CHRONIQUE / Jeudi dernier, le maire de Québec, Régis Labeaume, lançait officiellement une consultation publique sur son projet de Stratégie de développement durable à l’horizon 2030 arrimée au Programme de développement durable des Nations Unies et à ses 17 Objectifs de développement durable (ODD). Ce projet de stratégie et un plan d’action devraient être finalisés en juin prochain. Bien que les municipalités du Québec ne soient pas soumises à la Loi sur le développement durable adoptée en 2006 par le gouvernement du Québec, la Ville de Québec s’est donné les moyens d’aller beaucoup plus loin.

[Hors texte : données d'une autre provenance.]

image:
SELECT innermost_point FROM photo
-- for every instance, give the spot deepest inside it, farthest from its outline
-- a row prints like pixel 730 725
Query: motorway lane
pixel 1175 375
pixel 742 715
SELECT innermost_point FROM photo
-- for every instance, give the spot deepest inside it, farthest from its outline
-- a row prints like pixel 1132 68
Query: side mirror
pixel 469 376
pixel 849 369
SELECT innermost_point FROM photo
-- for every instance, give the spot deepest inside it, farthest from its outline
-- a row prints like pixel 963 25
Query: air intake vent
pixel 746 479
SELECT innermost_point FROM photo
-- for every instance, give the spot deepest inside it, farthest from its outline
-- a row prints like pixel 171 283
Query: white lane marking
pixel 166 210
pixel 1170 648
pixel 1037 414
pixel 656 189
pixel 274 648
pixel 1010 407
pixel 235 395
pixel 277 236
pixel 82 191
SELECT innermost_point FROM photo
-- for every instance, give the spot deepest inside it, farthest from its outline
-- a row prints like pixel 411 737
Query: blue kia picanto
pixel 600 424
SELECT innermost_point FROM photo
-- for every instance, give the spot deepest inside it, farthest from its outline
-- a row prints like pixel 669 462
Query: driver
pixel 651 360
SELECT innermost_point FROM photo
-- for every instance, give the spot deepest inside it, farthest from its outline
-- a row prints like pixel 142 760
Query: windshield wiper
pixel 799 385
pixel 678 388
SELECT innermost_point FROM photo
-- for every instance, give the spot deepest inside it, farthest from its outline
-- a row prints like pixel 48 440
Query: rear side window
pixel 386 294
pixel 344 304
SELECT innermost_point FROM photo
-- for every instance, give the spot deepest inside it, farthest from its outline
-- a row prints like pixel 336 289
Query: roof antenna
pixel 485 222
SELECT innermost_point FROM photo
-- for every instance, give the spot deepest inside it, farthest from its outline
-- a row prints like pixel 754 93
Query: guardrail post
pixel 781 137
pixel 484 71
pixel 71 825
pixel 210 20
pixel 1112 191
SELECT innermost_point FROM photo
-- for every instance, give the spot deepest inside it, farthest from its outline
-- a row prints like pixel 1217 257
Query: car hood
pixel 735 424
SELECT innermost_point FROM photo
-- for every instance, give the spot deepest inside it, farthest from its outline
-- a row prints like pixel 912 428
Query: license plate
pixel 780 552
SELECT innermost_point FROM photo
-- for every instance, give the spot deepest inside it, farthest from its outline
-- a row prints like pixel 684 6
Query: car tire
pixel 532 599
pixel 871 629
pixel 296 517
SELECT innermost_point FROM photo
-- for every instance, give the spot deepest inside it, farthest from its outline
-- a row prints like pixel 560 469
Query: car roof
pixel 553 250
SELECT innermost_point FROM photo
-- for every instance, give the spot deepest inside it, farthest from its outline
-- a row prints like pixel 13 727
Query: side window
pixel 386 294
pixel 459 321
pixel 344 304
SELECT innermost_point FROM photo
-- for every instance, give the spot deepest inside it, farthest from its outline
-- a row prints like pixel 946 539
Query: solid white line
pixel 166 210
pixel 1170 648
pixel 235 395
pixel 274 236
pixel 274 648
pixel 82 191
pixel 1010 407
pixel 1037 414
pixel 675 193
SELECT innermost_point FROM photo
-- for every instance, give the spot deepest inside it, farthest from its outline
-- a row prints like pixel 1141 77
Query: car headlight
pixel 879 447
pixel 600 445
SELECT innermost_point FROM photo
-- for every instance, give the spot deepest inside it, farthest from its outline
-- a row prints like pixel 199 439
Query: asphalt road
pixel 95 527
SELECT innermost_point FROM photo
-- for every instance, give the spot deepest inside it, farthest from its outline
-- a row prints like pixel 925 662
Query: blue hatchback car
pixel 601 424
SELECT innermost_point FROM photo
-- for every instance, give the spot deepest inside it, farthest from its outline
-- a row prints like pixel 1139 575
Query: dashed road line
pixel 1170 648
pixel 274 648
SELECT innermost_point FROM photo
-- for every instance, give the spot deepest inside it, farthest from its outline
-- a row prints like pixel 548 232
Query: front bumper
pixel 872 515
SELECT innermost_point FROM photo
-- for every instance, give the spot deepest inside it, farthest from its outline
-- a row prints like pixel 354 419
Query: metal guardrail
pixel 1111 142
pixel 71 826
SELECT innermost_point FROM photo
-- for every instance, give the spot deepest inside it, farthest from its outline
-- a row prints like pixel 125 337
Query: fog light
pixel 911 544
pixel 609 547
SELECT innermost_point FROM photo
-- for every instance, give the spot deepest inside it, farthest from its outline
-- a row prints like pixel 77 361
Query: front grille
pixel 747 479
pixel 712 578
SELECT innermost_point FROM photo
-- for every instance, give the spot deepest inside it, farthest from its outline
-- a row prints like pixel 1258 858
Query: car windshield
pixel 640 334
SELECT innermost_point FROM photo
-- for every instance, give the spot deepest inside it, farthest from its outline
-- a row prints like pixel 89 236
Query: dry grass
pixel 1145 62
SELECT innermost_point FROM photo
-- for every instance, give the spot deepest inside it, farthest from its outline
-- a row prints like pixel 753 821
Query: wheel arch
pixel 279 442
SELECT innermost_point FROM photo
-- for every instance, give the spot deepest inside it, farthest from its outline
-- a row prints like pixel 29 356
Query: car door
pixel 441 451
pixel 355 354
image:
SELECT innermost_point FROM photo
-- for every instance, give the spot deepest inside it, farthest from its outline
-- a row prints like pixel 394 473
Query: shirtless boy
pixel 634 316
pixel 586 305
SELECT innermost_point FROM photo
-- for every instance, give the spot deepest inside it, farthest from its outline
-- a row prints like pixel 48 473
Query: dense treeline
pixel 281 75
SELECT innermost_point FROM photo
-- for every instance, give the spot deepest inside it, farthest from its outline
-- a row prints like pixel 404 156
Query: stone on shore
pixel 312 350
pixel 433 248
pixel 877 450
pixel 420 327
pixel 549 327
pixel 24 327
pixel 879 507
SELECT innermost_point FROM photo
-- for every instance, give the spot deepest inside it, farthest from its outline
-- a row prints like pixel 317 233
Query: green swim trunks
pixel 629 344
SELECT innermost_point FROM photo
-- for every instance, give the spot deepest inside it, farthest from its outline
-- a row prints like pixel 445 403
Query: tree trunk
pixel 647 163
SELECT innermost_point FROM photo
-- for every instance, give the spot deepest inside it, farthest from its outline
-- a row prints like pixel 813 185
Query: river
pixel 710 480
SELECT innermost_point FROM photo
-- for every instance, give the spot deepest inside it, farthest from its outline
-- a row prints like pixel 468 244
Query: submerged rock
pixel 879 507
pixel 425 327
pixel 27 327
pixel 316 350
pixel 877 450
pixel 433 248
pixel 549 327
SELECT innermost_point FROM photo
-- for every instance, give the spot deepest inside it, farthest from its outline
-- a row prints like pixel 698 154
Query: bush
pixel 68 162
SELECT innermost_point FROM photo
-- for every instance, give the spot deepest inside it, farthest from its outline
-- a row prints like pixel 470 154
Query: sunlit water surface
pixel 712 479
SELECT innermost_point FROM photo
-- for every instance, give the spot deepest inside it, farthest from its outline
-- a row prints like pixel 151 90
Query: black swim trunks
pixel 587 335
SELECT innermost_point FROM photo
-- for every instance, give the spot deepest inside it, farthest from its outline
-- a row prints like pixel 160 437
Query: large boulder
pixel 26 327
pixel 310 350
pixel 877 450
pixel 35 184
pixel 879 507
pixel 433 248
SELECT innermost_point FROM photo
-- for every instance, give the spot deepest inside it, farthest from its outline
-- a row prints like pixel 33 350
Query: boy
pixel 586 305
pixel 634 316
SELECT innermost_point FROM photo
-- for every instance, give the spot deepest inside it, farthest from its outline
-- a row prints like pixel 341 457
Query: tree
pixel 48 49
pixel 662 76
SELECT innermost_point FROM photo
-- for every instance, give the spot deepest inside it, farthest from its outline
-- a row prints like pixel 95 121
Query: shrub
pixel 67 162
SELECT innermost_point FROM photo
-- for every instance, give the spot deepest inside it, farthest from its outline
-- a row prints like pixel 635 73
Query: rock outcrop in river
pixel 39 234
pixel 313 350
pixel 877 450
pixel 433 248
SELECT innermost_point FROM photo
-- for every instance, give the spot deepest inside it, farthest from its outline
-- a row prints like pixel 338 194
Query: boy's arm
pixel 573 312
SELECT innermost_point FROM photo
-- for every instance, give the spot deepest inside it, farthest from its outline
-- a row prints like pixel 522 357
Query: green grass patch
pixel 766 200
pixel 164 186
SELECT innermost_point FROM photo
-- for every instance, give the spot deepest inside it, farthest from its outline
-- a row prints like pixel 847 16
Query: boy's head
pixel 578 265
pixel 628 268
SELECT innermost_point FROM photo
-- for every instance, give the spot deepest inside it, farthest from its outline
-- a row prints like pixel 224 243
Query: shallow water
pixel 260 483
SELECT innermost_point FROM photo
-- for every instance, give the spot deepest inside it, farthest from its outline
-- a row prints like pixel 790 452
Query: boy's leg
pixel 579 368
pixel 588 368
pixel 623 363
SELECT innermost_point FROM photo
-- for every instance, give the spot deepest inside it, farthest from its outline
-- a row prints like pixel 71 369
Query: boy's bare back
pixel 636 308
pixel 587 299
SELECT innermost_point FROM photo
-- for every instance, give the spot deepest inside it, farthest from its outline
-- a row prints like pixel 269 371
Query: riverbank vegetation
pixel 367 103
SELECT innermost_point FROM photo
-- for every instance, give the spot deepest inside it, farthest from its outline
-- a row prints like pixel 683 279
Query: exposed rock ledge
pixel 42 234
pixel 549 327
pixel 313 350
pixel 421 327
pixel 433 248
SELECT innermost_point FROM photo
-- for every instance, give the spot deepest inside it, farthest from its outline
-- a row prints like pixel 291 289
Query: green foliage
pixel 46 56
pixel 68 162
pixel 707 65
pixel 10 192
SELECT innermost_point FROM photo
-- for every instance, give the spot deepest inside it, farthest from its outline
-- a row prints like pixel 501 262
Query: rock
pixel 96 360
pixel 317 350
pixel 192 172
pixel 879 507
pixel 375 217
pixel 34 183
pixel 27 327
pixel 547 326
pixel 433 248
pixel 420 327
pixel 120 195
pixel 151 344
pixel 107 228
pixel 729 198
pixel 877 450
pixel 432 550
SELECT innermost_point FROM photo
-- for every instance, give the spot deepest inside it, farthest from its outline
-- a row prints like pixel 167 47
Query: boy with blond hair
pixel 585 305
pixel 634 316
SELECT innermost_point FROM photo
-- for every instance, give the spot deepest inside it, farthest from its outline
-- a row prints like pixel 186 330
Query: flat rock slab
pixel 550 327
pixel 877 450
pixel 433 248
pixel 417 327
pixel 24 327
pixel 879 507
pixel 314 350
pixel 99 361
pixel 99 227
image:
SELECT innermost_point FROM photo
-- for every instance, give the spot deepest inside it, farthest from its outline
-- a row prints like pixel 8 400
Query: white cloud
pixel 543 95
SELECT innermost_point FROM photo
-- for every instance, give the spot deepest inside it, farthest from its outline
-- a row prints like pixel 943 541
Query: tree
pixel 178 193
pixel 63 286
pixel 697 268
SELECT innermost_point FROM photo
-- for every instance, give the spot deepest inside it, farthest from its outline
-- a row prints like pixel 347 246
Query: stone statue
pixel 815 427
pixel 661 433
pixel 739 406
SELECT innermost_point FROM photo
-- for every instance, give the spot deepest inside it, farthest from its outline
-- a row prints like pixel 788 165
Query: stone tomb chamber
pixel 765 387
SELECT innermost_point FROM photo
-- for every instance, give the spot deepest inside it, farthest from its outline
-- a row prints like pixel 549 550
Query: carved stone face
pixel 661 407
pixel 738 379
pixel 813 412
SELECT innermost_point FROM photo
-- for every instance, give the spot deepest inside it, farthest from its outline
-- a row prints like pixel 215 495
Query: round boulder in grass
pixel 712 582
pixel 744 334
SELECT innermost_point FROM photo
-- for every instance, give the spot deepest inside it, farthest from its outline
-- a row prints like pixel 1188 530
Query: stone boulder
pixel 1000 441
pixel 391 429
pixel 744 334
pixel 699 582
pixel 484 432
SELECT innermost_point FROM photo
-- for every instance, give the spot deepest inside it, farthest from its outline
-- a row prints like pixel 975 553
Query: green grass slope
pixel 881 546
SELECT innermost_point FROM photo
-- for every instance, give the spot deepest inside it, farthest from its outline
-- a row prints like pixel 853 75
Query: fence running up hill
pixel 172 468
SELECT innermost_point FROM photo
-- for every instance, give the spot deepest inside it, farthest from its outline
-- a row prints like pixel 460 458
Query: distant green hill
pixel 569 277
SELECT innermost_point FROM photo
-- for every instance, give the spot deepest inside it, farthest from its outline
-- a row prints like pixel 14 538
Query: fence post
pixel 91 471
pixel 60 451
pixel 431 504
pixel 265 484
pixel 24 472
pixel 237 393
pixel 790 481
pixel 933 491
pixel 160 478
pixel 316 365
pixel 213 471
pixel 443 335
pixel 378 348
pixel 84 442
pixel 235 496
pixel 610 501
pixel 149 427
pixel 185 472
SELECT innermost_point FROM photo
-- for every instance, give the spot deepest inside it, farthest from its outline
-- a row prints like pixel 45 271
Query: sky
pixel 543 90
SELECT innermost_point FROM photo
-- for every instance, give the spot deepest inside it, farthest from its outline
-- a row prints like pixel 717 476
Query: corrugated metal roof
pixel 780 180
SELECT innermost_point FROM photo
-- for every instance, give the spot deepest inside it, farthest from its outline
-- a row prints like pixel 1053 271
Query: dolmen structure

La démarche de la Ville a été accompagnée par l’équipe de la Chaire en éco-conseil de l’Université du Québec à Chicoutimi (UQAC) et représente une première application dans un contexte municipal de l’analyse systémique de durabilité qu’il convient de souligner pour son exemplarité.


L’analyse systémique de durabilité est un champ de recherche qui a été développé à l’UQAC dans le cadre d’un partenariat avec l’Organisation internationale de la Francophonie, entre 2014 et 2018. L’équipe de la Chaire en éco-conseil, qui travaillait depuis 1991 à concevoir des outils pour analyser, concevoir, évaluer et bonifier des projets de développement durable a pu, avec la coopération de l’Institut de la Francophonie pour le développement durable, élargir la portée de ses outils aux politiques, stratégies, plans et programmes, permettant ainsi aux gouvernements, institutions et entreprises d’opérationnaliser les ODD.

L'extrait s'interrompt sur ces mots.